In most seismic hazard analyses, ground motion prediction equations consider only the effects of the top ~30 m of local soil and fail to consider the effects of the deep geological surroundings of sites. However, a series of recent seismic microzonation studies in the Kopaonik region showed that geological formations of several hundreds of meters to a few kilometers in depth strongly affect the severity of both short and longer period waves. This paper presents the results of a study conducted at a ski resort located in Kopaonik National Park, the most seismically active region in the Republic of Serbia. For the past 50 years, small to medium avalanches have occurred at the ski resort.
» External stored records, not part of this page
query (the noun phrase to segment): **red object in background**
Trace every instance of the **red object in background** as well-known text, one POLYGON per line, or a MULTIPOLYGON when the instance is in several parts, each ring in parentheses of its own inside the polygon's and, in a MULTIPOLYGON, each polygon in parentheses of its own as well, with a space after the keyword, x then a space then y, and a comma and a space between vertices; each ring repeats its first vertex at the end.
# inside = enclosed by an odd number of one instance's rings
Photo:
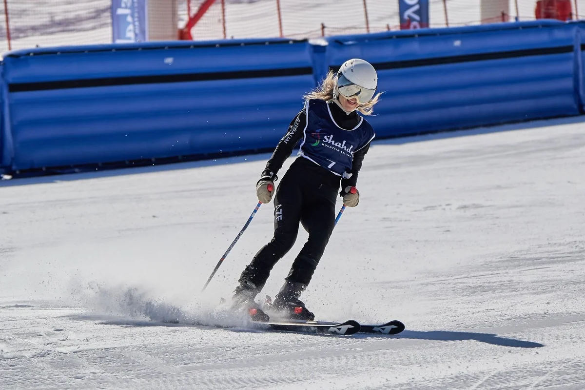
POLYGON ((191 35, 191 29, 197 24, 201 18, 203 18, 203 15, 215 2, 215 0, 205 0, 199 6, 199 9, 197 10, 194 15, 192 16, 189 15, 189 20, 187 22, 187 25, 183 29, 178 30, 179 40, 193 40, 193 37, 191 35))
POLYGON ((539 0, 535 13, 536 19, 570 20, 573 19, 571 0, 539 0))

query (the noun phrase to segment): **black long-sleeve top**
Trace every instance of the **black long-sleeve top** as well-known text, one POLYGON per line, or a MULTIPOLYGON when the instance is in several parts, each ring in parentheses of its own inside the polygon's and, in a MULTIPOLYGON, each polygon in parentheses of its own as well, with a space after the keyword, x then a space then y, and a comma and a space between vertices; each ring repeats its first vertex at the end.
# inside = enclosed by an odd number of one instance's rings
MULTIPOLYGON (((329 105, 329 109, 333 120, 342 128, 351 130, 359 123, 360 117, 357 112, 352 111, 348 114, 336 103, 328 102, 328 104, 329 105)), ((266 163, 266 167, 262 172, 260 180, 270 179, 274 181, 277 179, 277 173, 283 167, 284 161, 292 154, 292 150, 299 141, 303 139, 304 136, 303 129, 306 124, 307 113, 304 108, 291 121, 284 136, 276 145, 276 148, 273 152, 272 156, 266 163)), ((360 169, 362 169, 362 163, 369 149, 370 143, 369 142, 367 145, 353 154, 352 170, 350 172, 352 175, 349 179, 344 177, 341 179, 342 194, 345 193, 344 189, 348 186, 350 187, 356 186, 357 182, 357 175, 360 169)))

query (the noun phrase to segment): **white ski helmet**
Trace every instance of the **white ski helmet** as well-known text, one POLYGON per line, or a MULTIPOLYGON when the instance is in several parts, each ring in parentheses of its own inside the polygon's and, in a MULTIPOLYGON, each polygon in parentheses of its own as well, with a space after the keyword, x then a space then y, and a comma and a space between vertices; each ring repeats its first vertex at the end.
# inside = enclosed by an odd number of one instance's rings
POLYGON ((368 61, 352 59, 339 68, 336 87, 339 94, 347 99, 356 98, 358 103, 363 104, 374 97, 378 87, 378 75, 368 61))

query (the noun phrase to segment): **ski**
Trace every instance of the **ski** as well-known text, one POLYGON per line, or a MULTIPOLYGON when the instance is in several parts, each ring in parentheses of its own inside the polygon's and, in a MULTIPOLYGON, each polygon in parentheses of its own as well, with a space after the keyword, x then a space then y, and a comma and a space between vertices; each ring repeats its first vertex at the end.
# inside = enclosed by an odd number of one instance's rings
POLYGON ((353 320, 342 323, 285 320, 266 322, 253 321, 252 323, 256 327, 273 330, 342 336, 355 334, 361 329, 359 323, 353 320))
MULTIPOLYGON (((295 321, 293 320, 283 320, 283 321, 292 323, 315 323, 321 326, 335 326, 338 324, 336 322, 330 322, 328 321, 295 321)), ((398 334, 404 330, 404 324, 397 320, 393 320, 381 325, 364 325, 360 324, 360 330, 356 333, 373 333, 377 334, 398 334)))
POLYGON ((362 325, 360 332, 378 334, 398 334, 404 330, 404 324, 394 320, 381 325, 362 325))
MULTIPOLYGON (((272 298, 270 295, 267 295, 264 299, 264 306, 263 309, 272 317, 272 314, 271 312, 271 308, 272 306, 272 298)), ((276 314, 277 316, 278 314, 276 314)), ((335 326, 337 323, 335 322, 329 322, 327 321, 298 321, 294 320, 283 320, 287 323, 305 323, 311 322, 315 324, 318 324, 320 326, 335 326)), ((355 333, 374 333, 377 334, 398 334, 400 332, 404 330, 405 329, 404 324, 397 320, 393 320, 389 322, 387 322, 385 324, 382 324, 381 325, 364 325, 363 324, 360 324, 360 330, 355 333)), ((353 333, 352 333, 353 334, 353 333)))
Most recently, a non-earthquake-induced avalanche was observed in 2012. In the present study, a series of alternative maps of earthquake-induced snow avalanche prone areas were produced using terrain slope and snow thickness data, the probabilistic estimates of peak ground acceleration (PGA) values, and three different scenarios with differing snow density and shear strength values. The results showed that, when all other parameters remained the same, standard seismic hazard assessments that considered only the shallow geology conditions of local soil sites (and not the deep geology conditions of the sites) significantly underestimated the risk of earthquake-induced avalanches. This occurs as the PGA estimates of the deep geology rock sites (such as those commonly found in the highest parts of mountain regions) are ~30-70% larger than the PGA values predicted by empirical equations that only take into account the effects of the local soil conditions.